Shows can be either "Single camera" or "Multi camera." Sitcoms, shows broadcast live, and stuff shot in front of a live audience is generally multicam -- they do it once, or as few times as needed to get a good take. They just have three (or however many) cameras, and cut between them.
Other stuff is Single camera. Some "Single camera" stuff actually has two cameras rolling when it's convenient, or maybe a rare action shot where they had a whole bunch of cameras running to capture an expensive stunt or something, but it's still considered single camera style work. I expect Better Call Saul is shot this way. Basically, you do many "setups" where you typically tweak staging and lighting for each camera setup and do the scene or part of the scene over and over. There is usually some piece of equipment just off screen in any given shot like a light stand or a boom mic so each shot is as nice as they can make it, but if you shot it from another angle at the same time you'd see equipment or crew, or it just wouldn't look as nice. People and objects get moved around between shots to get nice framing, and you never really notice that a table moved a few inches or whatever.
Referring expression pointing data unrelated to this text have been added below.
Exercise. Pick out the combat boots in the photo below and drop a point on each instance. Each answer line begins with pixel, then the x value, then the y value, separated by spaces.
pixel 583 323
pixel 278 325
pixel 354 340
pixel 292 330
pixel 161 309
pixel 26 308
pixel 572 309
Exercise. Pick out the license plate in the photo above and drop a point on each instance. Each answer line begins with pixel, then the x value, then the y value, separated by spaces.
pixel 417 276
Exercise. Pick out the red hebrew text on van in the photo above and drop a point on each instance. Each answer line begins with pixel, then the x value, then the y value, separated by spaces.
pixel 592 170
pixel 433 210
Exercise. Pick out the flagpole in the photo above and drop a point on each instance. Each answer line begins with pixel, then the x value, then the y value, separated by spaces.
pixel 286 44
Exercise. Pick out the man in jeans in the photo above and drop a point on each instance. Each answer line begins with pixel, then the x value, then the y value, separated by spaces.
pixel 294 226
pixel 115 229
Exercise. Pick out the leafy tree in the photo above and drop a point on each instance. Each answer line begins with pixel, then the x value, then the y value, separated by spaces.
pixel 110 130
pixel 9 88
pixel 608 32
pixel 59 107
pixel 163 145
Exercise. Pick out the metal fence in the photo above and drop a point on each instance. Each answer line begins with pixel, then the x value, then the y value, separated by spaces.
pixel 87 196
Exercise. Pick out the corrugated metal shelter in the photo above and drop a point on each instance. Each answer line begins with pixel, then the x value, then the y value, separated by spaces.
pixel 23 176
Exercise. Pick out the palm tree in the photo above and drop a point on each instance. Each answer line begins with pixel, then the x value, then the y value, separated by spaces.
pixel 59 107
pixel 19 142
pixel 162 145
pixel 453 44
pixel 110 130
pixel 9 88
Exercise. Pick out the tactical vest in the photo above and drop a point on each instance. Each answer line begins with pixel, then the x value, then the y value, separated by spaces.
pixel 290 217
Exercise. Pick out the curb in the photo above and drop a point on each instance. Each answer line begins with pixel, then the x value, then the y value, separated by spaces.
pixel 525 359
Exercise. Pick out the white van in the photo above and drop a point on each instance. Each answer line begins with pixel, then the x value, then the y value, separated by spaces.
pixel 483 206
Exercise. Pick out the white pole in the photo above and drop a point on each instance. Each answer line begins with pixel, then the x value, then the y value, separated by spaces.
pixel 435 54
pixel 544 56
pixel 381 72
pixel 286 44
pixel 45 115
As for how many times, ultimately the director decides. Some directors are lunatics, and a certain scene in a film with a long schedule may get shot hundreds of times for variations on performance, angle, etc. Some directors are more efficient and a scene might only get shot like a dozen times if you do three takes for each of four angles/setups. Some directors will work closely with their crow in deciding these things -- often the cinematographer will have a lot to say about how many angles they need to get to cover the whole scene, and which shots will be most interesting. In a few rare cases, a whole scene will get shot just once, if it's something that is a big expensive stunt. If you only have one car, you can only blow it up once, so you just have to try to get it right. There was a scene in the documentary TV series Connections where the presenter timed his monologue to the countdown timer of an actual NASA rocket launch of a space probe that was visible in the background. Obviously, they could only get that shot once because you can't go to NASA and ask them to quickly launch another 100 million dollar space probe because you got a little tongue tied. Though, I assume they got a few takes without the rocket launch as well.